Where are the Karl Ichans or other clever takeover artists who buy up companies that are cheap to dismantle them. At this price, MNI is very vulnerable to a takeover, but no one is interested because the newspaper properties really aren't worth anything. That tells the whole story about what this generation of corporate leaders has done to a once-great company that once had pride in its employees and cared for them. We are now just as worthless as the stock.

McClatchy Watch said...

If a "takeover atist" was to buy McClatchy, it would more likely be a real estate company than a newspaper company, because McClatchy's property (land and buildings) must be worth more than the capaitalization of the company.

Credman said...

anon 232:

While the corporate leaders your refer to are certainly culpable we are living through a perfect storm that is aimed directly at newspapers. A quick look at other companies makes it clear that MNI is hardly alone. Bring on the MSM bailout money!

Dave D. said...

...Hmmm ? Real estate takeover artist buy's newspaper company....

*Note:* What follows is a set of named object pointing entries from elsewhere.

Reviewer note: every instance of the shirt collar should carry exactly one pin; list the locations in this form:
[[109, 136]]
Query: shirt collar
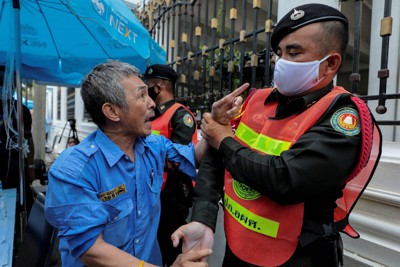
[[288, 107], [160, 109]]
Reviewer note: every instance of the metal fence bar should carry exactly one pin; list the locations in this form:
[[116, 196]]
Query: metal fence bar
[[383, 73], [222, 49], [242, 41], [267, 80], [231, 63], [355, 75]]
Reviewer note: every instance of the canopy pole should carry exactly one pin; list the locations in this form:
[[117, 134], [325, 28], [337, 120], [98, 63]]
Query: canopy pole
[[20, 114]]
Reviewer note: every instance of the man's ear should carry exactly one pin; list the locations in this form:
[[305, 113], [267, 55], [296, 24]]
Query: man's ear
[[110, 111], [334, 62]]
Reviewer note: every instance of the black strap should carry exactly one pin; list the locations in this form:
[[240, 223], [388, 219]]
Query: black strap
[[313, 231]]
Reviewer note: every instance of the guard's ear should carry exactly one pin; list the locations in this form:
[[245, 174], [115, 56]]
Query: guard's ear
[[110, 111], [334, 62]]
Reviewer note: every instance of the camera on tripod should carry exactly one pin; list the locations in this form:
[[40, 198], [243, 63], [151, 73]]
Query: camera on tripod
[[72, 124], [72, 135]]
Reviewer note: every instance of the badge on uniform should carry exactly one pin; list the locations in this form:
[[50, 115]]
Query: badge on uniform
[[297, 14], [188, 120], [346, 121]]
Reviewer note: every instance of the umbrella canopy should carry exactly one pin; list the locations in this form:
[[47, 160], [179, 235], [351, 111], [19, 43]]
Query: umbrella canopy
[[62, 40]]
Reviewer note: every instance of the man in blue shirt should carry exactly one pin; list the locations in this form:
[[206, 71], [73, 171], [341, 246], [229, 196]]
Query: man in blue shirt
[[104, 194]]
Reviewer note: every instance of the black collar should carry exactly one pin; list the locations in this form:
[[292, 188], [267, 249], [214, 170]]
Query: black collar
[[160, 109]]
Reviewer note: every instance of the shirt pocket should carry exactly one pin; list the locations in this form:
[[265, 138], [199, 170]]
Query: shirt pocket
[[119, 231], [154, 190]]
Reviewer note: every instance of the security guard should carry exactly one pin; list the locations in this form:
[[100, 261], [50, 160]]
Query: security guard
[[177, 123], [300, 157]]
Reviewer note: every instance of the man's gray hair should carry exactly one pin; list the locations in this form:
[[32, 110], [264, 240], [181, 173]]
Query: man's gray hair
[[103, 85]]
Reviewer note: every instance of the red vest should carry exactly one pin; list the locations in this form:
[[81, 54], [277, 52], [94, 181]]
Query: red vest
[[162, 126], [259, 230]]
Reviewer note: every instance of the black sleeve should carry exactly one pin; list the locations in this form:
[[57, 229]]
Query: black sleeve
[[319, 161], [183, 127], [209, 188]]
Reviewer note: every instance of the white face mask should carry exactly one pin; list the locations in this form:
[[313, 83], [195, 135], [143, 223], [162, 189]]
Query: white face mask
[[293, 78]]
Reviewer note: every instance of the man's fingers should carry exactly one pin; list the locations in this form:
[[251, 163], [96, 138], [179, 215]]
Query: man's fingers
[[176, 237], [196, 255], [239, 90]]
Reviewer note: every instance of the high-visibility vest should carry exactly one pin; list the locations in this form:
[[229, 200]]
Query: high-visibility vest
[[162, 126], [260, 231]]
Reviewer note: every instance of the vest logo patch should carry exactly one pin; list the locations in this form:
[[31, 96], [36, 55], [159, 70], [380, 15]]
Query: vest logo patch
[[188, 120], [113, 193], [244, 191], [346, 121]]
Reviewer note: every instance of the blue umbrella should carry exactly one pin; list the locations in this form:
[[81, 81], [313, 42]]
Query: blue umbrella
[[62, 40]]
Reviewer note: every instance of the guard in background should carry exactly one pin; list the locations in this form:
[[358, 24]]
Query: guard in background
[[177, 123]]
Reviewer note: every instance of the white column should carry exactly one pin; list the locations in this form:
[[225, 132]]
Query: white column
[[64, 98], [393, 111], [79, 106]]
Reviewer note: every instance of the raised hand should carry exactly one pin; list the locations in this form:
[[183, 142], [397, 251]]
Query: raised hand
[[195, 236], [227, 108]]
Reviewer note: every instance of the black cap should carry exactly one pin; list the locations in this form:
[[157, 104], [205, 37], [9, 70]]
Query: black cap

...Didn't Sam Zell do exactly that, and now he can't find a bigger fool to buy the Cubs and Wiggley field ?
...Paper ! Free Newspaper ! Get 'em here ! ( No, not this paper in my hand, you moron, The WHOLE company is free ).

Anonymous said...

Corporate Raiders (take over artists), are only interested in poorly managed companies that can be turned around. As for real estate values, most papers are located in the urban core of their blighted midtown sections. You can stamp "Historical Landmark" on a 19th century building, but if the staff can keep track of the murder rate by peering out the window, that precludes any premium the sale of your landmark might bring.

Also, McClatchy's 2.3 Billion dollar debt makes a takeover or going private literally impossible. The family can't raise it, the banks won't lend it, and the Raiders won't spend it. Why would anyone take on that kind of debt when they can simply wait until they can carve out the pieces they might want at auction?

There you have McClatcy's future in a nutshell.

Anonymous said...

MNI real estate consists largely of honking big printing plants. Know anyone who needs a printing plant these days? Inner city location a liability in some cities, and economic problems nix the value of prime waterfront sites like that occupied by the Miami Herald.